Quanto, poi, alle conseguenze derivanti dal mancato esame del motivo afferente al riconoscimento della particolare tenuità del fatto, la giurisprudenza della Cassazione oscilla tra posizioni che ritengono che in tema di “particolare tenuità del fatto”, la motivazione può risultare anche implicitamente dall’argomentazione con la quale il giudice d’appello, per valutare la congruità del trattamento sanzionatorio irrogato dal giudice di primo grado, abbia considerato gli indici di gravità oggettiva del reato e il grado di colpevolezza dell’imputato, alla stregua dell’art. 133 c.p. (da ultimo: Cass. pen. sez. IV, sentenza n. 27595 del 15/7/2022, CED Cass. 283420 – 01), e posizioni che invece ritengono che la causa di esclusione della punibilità per particolare tenuità del fatto, prevista dall’art. 131-bis c.p., può essere ritenuta nel giudizio di legittimità, senza rinvio del processo alla sede di merito, quando risulti dedotta nei motivi di appello e sempre che i presupposti per la sua applicazione siano immediatamente rilevabili dagli atti e non siano necessari ulteriori accertamenti fattuali (Cass. pen. sez. VI, sentenza n. 36518 del 18/12/2020, CED Cass. 280118 – 02).
Tanto premesso, nel caso in esame, la Corte d’Appello aveva confermato la sentenza emessa dal Tribunale con la quale un imputato era stato condannato alla pena di giustizia in relazione al delitto di cui all’art. 11 D.Lgs. n. 74/2000, a lui ascritto in concorso, con riferimento alle cessioni di due terreni alla moglie e della quota indivisa di altri beni, onde rendere inefficace la procedura di riscossione coattiva comunicata dall’Agenzia delle Entrate per le imposte, interessi e sanzioni per complessivi Euro 387,801,74. Ricorrendo in Cassazione, l’imputato si era doluto, per quanto qui di interesse, per il mancato riconoscimento della speciale causa di non punibilità del fatto di particolare tenuità, prevista dall’art. 131-bis, c.p., non avendo la Corte d’appello affrontato espressamente la relativa questione posta con i motivi di appello.

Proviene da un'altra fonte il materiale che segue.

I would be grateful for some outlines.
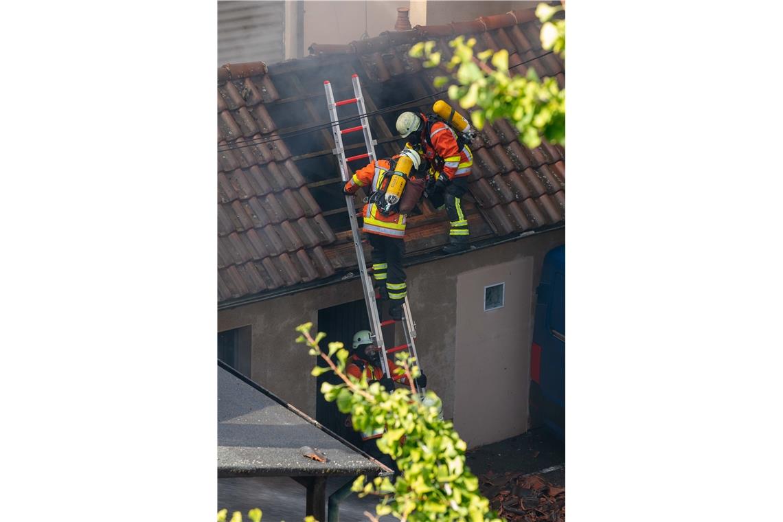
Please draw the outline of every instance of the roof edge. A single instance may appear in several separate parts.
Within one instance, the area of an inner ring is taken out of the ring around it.
[[[467,22],[452,22],[447,25],[417,25],[409,31],[386,31],[366,40],[354,40],[348,44],[312,43],[308,48],[311,56],[323,54],[370,54],[392,45],[413,44],[430,38],[484,33],[501,27],[525,23],[536,20],[533,9],[513,9],[508,13],[479,16]]]
[[[229,80],[266,74],[267,70],[266,64],[263,62],[226,63],[218,67],[218,85],[225,84]]]

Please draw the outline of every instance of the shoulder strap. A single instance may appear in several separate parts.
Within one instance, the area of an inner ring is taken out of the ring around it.
[[[452,113],[454,113],[454,109],[451,110]],[[454,128],[454,126],[450,123],[442,118],[439,115],[435,113],[431,113],[427,115],[427,144],[430,146],[431,149],[435,149],[432,146],[432,139],[430,138],[430,134],[432,133],[432,125],[435,121],[440,121],[442,124],[450,128],[454,132],[454,135],[456,136],[456,148],[462,150],[465,145],[467,144],[467,140],[465,137],[462,135],[462,133]]]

La Cassazione, nell’accogliere la tesi difensiva, ha rilevato come la Corte d’Appello aveva inteso sottolineare che “può anche essere” che il valore degli immobili indicato nell’atto di vendita fosse “non di molto” superiore a quello indicato nell’atto di vendita (euro 8.500), attribuendo peraltro rilievo al fatto che si trattasse comunque di un valore “non irrisorio“, e che la vendita degli immobili avrebbe potuto “coprire sia pure in minima parte il debito tributario”. Tuttavia, ha aggiunto la Cassazione, l’ottica ricostruttiva accolta dalla Corte d’appello – che aveva tra l’altro ritenuto ultroneo l’approfondimento peritale sollecitato dalla difesa in ordine al valore degli immobili – avrebbe dovuto implicare la necessità di un adeguato confronto con la richiesta di applicazione dell’art. 131-bisc.p., formulata con i motivi di appello.
Sul punto, la sentenza era rimasta invece del tutto silente.
Da qui, pertanto, l’accoglimento del ricorso.